Board members reversed the agreement with Vermont Gas at their meeting Monday evening. They acknowledge discussing the proposed deal in a closed meeting in 2014, but one member said Monday that there was a misunderstanding about whether the deal was finalized at that point.
Residents had complained that the board improperly reached the deal in secret.
The reversal means Vermont Gas will seek to renegotiate a deal that critics said gave away a pipeline easement for too little in return. The pipeline is to run 41 miles from Colchester to Middlebury. Already 11 miles are complete, reaching as far as Williston.
“We’re fortunate that people intervened, and fortunate it came to light that we violated the open meeting law — unintentionally — and we had the chance to slow this down and do it the right way,” said Selectboard member Andrea Morgante.
The right way, Morgante said, will include much more public participation.
In exchange for their agreement not to contest eminent domain proceedings needed for the company to cross Hinesburg’s Geprags Park, Selectboard members in 2014 negotiated several conditions from Vermont Gas, Morgante said.
“We were assuming the documents would come back to us, and we’d make the documents public before we took a vote,” Morgante said after Monday’s meeting. But board members say they didn’t realize the agreement had gone into effect until earthmoving equipment showed up in town recently.
Residents filed a complaint alleging the Selectboard violated the state’s open meeting law by approving the agreement in executive session, a type of meeting to which the public is not privy.

According to a copy of the agreement on the town’s website, it would have granted Vermont Gas the right to clear a 50-foot swath to accommodate the pipeline and whatever “surface or subsurface appurtenances and facilities as reasonably deemed necessary or convenient by VGS for its operation or maintenance.” Vermont Gas would have had the right to temporarily install a second pipeline for the purpose of repairs or relocation and to abandon the pipelines in place.
Dumont said it would have allowed structures associated with the pipeline, and access roads, to be built where Vermont Gas determined they’re needed.
Vermont Gas agreed to pay the town roughly $75,000 in exchange for the easement.
A company spokeswoman, Beth Parent, said the utility will need to renegotiate the deal.
The Hinesburg park represents one of four eminent domain processes Vermont Gas must complete in order to build the pipeline, Parent said. The company will need to have those completed soon in order to remain on time and on budget as the construction season nears, she said.
“We remain committed to reaching a resolution with the town, and hopefully we’ll do so in the near future,” Parent said.
Monday’s Selectboard vote against the gas company agreement is one of several setbacks for the project in its attempts to gain easements through eminent domain proceedings.
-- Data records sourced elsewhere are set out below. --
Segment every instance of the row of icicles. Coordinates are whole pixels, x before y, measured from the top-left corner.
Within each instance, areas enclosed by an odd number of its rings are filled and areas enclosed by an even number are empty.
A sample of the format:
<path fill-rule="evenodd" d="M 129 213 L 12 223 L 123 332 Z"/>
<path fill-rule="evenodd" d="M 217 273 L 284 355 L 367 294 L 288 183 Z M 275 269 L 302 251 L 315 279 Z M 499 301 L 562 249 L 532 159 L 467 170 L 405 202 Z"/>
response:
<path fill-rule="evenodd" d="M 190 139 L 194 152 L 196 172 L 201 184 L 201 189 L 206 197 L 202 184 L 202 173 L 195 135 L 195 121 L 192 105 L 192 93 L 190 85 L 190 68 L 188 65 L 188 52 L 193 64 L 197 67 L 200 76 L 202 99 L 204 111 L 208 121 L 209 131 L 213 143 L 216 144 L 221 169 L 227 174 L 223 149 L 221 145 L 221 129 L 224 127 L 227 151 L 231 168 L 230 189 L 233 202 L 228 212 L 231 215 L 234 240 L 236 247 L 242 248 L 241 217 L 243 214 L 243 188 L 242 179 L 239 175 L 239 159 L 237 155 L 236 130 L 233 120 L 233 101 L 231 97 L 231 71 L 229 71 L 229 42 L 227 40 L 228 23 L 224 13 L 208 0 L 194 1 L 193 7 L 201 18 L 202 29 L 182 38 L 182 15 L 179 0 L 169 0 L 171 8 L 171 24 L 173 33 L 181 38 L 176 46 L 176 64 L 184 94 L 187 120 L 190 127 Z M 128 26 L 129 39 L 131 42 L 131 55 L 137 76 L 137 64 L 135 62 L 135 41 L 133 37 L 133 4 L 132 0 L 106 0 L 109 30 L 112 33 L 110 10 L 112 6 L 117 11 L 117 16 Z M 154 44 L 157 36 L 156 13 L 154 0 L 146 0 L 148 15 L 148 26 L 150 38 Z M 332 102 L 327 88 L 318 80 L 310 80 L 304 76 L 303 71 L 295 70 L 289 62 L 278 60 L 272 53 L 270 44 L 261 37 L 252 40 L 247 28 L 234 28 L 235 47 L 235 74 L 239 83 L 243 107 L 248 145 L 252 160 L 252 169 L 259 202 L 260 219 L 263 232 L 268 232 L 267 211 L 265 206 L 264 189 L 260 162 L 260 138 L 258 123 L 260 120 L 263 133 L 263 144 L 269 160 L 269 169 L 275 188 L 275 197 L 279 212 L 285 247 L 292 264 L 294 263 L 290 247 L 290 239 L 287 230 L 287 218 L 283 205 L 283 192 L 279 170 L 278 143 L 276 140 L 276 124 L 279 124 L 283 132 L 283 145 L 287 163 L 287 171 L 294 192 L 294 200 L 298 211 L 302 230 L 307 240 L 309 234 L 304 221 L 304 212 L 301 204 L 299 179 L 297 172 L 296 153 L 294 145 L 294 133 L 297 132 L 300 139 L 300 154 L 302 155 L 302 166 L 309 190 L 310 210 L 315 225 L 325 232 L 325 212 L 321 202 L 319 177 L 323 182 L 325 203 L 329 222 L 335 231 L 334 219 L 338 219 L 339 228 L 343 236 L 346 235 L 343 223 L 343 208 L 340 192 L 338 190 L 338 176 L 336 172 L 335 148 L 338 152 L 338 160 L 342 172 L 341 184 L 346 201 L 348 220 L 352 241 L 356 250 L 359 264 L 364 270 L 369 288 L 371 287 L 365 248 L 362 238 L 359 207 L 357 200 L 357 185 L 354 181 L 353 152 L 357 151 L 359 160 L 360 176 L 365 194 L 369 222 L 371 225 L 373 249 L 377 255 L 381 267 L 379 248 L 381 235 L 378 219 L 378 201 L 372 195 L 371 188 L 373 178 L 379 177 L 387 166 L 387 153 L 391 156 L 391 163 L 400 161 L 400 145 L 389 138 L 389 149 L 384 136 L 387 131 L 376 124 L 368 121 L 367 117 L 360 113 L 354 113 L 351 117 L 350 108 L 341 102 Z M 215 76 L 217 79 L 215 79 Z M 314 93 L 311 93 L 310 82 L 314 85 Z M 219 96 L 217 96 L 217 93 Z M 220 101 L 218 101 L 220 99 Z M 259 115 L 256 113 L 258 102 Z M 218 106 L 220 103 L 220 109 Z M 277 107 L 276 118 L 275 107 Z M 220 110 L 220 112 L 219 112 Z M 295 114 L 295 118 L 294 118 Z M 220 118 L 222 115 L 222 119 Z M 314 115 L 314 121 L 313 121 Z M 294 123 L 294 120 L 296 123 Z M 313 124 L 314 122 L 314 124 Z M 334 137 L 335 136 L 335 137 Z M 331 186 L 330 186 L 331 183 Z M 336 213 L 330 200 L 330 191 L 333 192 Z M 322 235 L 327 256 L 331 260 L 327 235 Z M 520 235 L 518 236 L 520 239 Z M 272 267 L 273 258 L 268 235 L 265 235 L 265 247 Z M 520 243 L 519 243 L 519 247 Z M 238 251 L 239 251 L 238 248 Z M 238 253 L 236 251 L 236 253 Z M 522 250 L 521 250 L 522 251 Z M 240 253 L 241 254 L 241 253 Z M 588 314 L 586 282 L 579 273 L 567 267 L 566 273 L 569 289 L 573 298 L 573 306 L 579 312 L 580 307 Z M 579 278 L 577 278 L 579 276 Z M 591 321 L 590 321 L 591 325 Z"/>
Several of the company’s eminent domain hearings have been disrupted or prevented by protesters, as have repeated attempts to bring appraisers to properties to initiate the proceedings.
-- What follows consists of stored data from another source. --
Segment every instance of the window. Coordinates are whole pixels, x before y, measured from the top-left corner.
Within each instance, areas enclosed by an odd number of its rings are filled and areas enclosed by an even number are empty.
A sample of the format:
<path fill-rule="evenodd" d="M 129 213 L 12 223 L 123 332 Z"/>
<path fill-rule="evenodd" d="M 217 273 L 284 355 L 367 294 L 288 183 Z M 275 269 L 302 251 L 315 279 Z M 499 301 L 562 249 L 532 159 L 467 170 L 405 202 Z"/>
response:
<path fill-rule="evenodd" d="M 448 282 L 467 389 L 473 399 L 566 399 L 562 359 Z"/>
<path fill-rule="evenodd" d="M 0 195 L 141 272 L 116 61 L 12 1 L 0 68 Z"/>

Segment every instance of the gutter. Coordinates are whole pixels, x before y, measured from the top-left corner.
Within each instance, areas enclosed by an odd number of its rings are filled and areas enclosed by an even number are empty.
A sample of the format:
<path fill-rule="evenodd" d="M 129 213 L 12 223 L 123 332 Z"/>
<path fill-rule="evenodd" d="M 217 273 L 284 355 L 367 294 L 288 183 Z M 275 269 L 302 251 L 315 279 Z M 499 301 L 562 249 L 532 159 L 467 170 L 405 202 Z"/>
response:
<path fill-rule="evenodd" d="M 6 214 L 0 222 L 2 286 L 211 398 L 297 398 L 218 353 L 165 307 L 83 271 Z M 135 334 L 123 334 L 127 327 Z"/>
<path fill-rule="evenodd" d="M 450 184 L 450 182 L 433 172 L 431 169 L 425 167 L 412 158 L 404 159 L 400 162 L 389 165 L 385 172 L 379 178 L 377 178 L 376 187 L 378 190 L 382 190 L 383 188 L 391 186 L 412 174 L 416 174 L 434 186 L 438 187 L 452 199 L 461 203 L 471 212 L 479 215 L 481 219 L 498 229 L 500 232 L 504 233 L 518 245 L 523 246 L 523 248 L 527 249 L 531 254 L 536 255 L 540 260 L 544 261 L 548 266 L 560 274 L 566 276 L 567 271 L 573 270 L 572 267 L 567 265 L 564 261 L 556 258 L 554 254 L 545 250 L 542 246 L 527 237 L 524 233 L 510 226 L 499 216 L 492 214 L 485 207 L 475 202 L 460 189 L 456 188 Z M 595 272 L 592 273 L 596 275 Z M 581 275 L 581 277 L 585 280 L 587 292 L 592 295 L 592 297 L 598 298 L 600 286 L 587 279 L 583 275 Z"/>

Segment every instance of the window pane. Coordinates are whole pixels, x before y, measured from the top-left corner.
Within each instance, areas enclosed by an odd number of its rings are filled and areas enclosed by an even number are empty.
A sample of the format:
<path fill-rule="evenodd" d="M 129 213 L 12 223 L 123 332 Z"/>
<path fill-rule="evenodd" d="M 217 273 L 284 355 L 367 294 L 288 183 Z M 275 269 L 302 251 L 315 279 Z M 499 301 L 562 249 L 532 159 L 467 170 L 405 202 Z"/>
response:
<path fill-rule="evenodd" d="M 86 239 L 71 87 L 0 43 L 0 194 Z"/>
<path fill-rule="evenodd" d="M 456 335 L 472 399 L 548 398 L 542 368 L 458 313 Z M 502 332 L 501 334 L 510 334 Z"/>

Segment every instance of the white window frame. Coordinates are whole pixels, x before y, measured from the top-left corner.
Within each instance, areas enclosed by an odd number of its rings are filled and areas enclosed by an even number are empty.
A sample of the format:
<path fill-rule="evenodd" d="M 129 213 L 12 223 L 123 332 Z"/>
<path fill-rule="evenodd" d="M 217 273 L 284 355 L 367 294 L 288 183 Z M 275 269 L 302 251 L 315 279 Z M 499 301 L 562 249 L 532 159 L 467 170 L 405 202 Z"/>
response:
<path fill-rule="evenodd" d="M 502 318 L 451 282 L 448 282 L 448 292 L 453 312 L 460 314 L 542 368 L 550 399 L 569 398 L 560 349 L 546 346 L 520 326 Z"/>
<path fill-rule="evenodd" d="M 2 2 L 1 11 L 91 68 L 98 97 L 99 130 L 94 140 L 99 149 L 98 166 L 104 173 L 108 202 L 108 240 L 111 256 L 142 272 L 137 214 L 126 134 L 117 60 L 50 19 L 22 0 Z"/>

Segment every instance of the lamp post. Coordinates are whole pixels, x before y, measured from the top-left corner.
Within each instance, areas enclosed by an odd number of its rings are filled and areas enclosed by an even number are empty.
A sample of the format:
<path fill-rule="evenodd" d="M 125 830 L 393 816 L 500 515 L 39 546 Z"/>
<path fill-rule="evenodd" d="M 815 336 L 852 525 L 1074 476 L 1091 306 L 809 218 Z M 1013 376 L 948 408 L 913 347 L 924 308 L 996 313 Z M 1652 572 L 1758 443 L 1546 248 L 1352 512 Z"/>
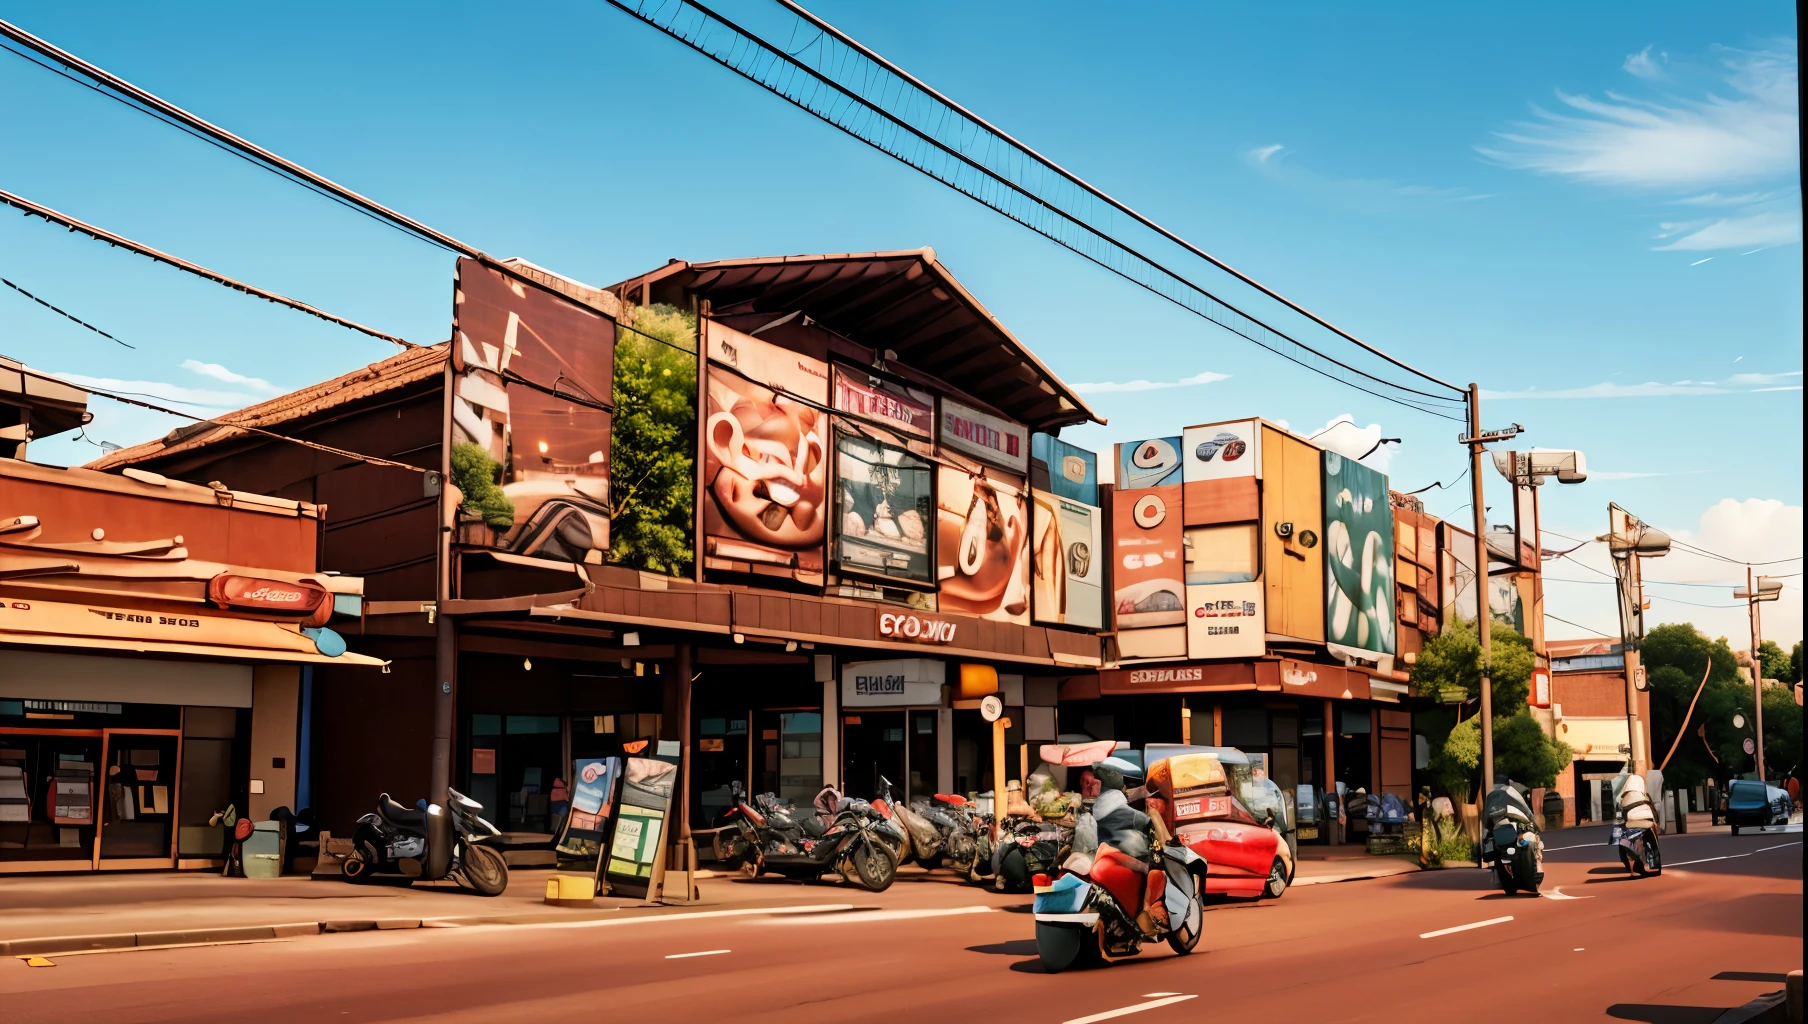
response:
<path fill-rule="evenodd" d="M 1639 665 L 1639 645 L 1645 639 L 1645 583 L 1641 558 L 1662 558 L 1670 553 L 1670 535 L 1642 522 L 1615 504 L 1607 506 L 1607 542 L 1613 556 L 1613 574 L 1620 598 L 1620 644 L 1626 669 L 1626 743 L 1631 748 L 1632 770 L 1643 774 L 1651 767 L 1651 751 L 1638 724 L 1639 685 L 1644 671 Z"/>
<path fill-rule="evenodd" d="M 1773 580 L 1769 576 L 1752 579 L 1751 566 L 1745 567 L 1745 589 L 1733 591 L 1735 598 L 1745 601 L 1746 613 L 1751 618 L 1751 674 L 1752 674 L 1752 734 L 1757 744 L 1758 781 L 1764 781 L 1764 662 L 1758 658 L 1759 639 L 1758 603 L 1775 601 L 1783 596 L 1783 581 Z"/>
Pipeline opponents Tuesday took a new tack and installed a member of the anti-pipeline group Rising Tide Vermont in a tree near Monkton that activists say stands where an access road needs to be built by April 1.
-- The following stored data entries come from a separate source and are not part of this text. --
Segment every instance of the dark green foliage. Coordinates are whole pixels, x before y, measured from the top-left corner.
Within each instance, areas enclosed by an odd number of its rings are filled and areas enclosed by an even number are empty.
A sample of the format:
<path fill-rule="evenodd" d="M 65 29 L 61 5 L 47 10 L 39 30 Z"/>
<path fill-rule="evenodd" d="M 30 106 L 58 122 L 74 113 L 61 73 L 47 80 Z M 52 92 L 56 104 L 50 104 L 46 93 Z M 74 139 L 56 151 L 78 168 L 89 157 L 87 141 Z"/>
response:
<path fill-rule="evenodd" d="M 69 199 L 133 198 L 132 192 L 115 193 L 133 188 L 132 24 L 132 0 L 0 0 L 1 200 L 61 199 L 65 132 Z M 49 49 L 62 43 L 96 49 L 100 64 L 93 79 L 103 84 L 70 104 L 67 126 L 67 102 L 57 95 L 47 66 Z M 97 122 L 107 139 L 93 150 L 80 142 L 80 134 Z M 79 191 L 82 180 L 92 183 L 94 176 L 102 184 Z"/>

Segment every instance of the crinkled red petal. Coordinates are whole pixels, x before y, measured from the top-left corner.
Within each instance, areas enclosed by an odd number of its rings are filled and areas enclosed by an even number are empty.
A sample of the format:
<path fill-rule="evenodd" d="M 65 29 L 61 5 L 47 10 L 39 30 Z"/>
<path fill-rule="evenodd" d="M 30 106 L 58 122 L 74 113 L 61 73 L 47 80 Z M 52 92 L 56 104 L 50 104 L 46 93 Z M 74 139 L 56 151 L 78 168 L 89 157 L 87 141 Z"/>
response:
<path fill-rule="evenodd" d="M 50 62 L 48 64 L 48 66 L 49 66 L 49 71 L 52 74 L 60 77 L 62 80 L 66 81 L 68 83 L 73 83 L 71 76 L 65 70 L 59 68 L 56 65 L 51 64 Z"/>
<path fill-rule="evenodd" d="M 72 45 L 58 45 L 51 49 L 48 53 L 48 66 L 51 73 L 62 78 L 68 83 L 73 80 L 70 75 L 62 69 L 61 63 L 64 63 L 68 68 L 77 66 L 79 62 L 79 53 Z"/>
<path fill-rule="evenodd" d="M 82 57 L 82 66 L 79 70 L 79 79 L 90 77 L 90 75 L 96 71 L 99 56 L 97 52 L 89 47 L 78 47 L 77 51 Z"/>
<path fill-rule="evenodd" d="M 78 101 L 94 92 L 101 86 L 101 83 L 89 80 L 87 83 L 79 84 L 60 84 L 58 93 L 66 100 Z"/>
The company’s permit to build the road expires after that date, said Will Bennington, of Rising Tide Vermont.
Parent in an email did not confirm the date or its implications but said the company is “not constructing in that area and (has) no immediate plans to do so.”
Alex Prolman weathered his first night on a platform 30 feet up the 40-foot butternut without incident, Bennington said. Prolman will remain in the tree for the foreseeable future, Bennington said.
“We saw a Vermont Gas vehicle drive by, so they’re aware of the situation,” Bennington said.
The property condemnation proceedings come after the Public Service Board, in a much-anticipated ruling, said Jan. 8 that the pipeline will still benefit ratepayers even though it has increased dramatically in price.
The order says the Public Service Board will not reopen its examination of the pipeline, which effectively means the project can go ahead.
Opponents of the pipeline say a variety of circumstances changed since the board issued the original certificate of public good in 2013, most notably that cost estimates have ballooned from $86.6 million to $154 million. The opponents say the project represents a net harm to residents.
The order from the board incorporated an agreement that Vermont Gas reached last year with the Department of Public Service, the arm of the Shumlin administration charged with representing ratepayers.
Under that deal, ratepayers in Franklin, Addison and Chittenden counties will cover $134 million of the pipeline’s costs. The board emphasized in its order that this document played a significant role in its decision.
Vermont Gas Systems CEO Don Rendall said the agreement means the company bears the risk of the remaining $20 million in costs, plus any additional increases.